Spanish politics tends towards drama and warnings of an impending apocalypse. Today’s session in the Congress of Deputies was a clear example of the inability of the majority of Spain’s political parties to create a shared space in which to engage in honest, peaceful dialogue regarding Spain’s future. Whipped into a frenzy by the reactionary media which is always on the verge of a nervous breakdown and, even more so, by the pressure from the far right, the investiture debate was brimming with smear tactics, florid jingoistic oratory and empty rhetoric. An abundance of fancy words in an attempt to avoid admitting that the true substance of the debate is an overhaul of the idea of Spain in the twenty-first century. If one thing was made clear, it is that the right is in favour of the retrograde steps which began with Aznar and the Constitutional Court, and with the extreme right and which reached a height during the Franco period. They envision Spain’s future as a return to its unitarian, homogeneous past. During yesterday’s debate there was an attempt to try to avoid the key to the question which is corrupting Congress: its inability to admit that the Spanish institutional system has consumed itself, it is past its sell by date, and Spanish politicians have neither the capacity for dialogue that existed during the Transition nor the intelligence to admit that the judicialization of the political process has eroded the exercise of democracy. The Catalan question has become the Spanish question.
What model of state will Spain have in the coming years with a centre-left government backed by the ERC [the Republican Left of Catalonia] and the PNB [the Basque Nationalist Party]? After a whole day of debate it is still not clear what the PSOE is proposing for Catalonia as an autonomous region, though Pedro Sánchez did change his tune somewhat: he admitted that Spain had made some mistakes and offered a new beginning, a negotiating table, round which the governments of Catalonia and Spain can get together to engage in dialogue. In Sánchez’s own words, the offer is about "finding a political solution to a political conflict" and an end to the judicialization of the affair.
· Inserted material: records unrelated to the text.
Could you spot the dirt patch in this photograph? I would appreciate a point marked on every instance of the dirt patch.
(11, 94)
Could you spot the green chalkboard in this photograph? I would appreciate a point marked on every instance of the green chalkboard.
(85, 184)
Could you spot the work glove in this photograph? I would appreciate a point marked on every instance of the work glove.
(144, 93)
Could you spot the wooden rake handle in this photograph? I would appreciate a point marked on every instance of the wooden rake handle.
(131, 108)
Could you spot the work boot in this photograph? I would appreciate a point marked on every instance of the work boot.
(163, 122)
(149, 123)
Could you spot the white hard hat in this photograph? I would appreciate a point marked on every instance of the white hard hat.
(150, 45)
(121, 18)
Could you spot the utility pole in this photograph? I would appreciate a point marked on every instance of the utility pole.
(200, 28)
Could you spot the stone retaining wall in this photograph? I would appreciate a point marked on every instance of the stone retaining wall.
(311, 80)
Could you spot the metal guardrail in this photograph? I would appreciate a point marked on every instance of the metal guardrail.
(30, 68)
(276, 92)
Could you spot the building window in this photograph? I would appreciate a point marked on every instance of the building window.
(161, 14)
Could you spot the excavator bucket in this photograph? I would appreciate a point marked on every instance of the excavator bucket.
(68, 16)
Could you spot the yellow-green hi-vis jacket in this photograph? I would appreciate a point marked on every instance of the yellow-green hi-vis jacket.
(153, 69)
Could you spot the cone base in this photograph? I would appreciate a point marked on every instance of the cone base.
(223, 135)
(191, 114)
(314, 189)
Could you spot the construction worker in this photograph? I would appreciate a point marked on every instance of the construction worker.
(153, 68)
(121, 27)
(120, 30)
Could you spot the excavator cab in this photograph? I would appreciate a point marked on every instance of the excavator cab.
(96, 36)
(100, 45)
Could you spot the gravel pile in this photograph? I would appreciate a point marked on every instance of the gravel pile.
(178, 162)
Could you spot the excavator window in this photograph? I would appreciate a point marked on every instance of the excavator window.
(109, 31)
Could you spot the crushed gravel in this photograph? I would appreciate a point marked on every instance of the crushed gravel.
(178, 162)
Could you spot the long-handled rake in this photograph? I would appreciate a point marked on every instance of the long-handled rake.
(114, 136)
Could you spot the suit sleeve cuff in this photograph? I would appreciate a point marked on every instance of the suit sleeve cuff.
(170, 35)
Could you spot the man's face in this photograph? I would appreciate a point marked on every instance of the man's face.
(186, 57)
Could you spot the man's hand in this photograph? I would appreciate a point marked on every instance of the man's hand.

It’s not much of an offer if one were speaking about a mature democracy, but it’s an attractive novelty if we consider relations between Catalonia and Spain in recent years; if we remember that right now there are civil society and political leaders who have been given long prison sentences or forced into exile.
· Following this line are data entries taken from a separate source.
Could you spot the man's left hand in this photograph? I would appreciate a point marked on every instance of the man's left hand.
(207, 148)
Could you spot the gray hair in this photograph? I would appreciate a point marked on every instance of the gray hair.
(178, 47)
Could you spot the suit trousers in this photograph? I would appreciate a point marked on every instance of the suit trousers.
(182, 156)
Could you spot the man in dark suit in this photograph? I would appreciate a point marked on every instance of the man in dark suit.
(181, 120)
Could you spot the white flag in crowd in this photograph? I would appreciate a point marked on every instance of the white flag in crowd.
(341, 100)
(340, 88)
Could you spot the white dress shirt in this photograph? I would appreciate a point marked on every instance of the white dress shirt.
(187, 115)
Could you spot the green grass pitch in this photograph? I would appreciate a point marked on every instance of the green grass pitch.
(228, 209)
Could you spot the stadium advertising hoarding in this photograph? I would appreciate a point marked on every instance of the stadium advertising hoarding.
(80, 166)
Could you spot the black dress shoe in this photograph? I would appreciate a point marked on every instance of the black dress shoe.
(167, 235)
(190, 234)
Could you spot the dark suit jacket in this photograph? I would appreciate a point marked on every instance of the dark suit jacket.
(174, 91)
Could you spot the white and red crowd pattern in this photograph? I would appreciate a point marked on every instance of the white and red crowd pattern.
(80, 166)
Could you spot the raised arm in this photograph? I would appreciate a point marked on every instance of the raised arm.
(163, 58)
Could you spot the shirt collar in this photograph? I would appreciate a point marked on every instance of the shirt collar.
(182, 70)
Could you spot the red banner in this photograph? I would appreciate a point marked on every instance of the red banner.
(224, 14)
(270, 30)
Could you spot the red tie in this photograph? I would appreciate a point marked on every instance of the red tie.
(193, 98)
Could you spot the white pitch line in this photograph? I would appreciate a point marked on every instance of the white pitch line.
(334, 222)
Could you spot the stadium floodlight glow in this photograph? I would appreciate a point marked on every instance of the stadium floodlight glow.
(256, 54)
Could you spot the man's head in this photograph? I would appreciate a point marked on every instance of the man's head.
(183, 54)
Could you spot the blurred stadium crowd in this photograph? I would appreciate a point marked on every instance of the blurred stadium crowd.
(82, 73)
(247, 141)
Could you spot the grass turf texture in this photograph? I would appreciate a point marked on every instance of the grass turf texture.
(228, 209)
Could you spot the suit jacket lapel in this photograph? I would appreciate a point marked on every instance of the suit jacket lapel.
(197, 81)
Despite the JEC’s [The Junta Electoral Central is Spain’s electoral commission] attempt to torpedo the investiture, ERC realizes that vetoing Sánchez’s investiture would be a gift to the reactionary forces. Instead the party has agreed to leave the trenches and explore the terrain. The eventual outcome is uncertain, but there is no other strategy which offers a better shot at tackling the challenge of sorting out the mess and incurring the costs of engaging in politics, while ensuring the far right isn’t calling the shots.
No one knows how the negotiations between the two governments will turn out, but following years of repression and frustration, dialogue needs to be given a chance. In other words, we shall either see another disappointment for those who want independence or the transformation of Spain, with the ballot box giving the people a say as to the suitability or otherwise of the outcome. The Spanish government will either need to opt for a Spain which is progressive or one which is reactionary and the ballot box will give the Catalans a voice and it will show the true strength of those who favour independence and those who favour autonomy.
Meanwhile, the Catalan Parliament gave Quim Torra its symbolic support, defending the institutional figure of the President of the Catalan government, in spite of any political differences and Torra’s isolation. If Spanish politics tends towards hyperbole, Catalan politics tends towards pretence. President Torra called for "strategic unity" and called on the Assembly of Elected Officials of Catalonia to establish the framework of negotiations with the Spanish state, after having distanced himself from the ERC’s position in Congress. Torra, the subject of a decision by a body which has abused its power and which lacks authority in the matter, called on parliament to "stand up and defend democracy". He did not go into details as to what he meant by “stand up”, however.
President Torra will buy himself time by appealing against the JEC’s decision, which has clearly exceeded its powers. And then what? We'll see in the coming weeks if the Supreme Court bans the president from holding office for the simple act of having displayed a banner. This would leave the way open to calling an election in Catalonia, thus ending the round of elections. Within both the ERC and the political successors to Convergència there is an underground majority who wish to start a new chapter. Nevertheless, the president alone has the answer to the key question as to when an election will be called, and his decision affects both his political opponents and the chaotic post- Convergència political space.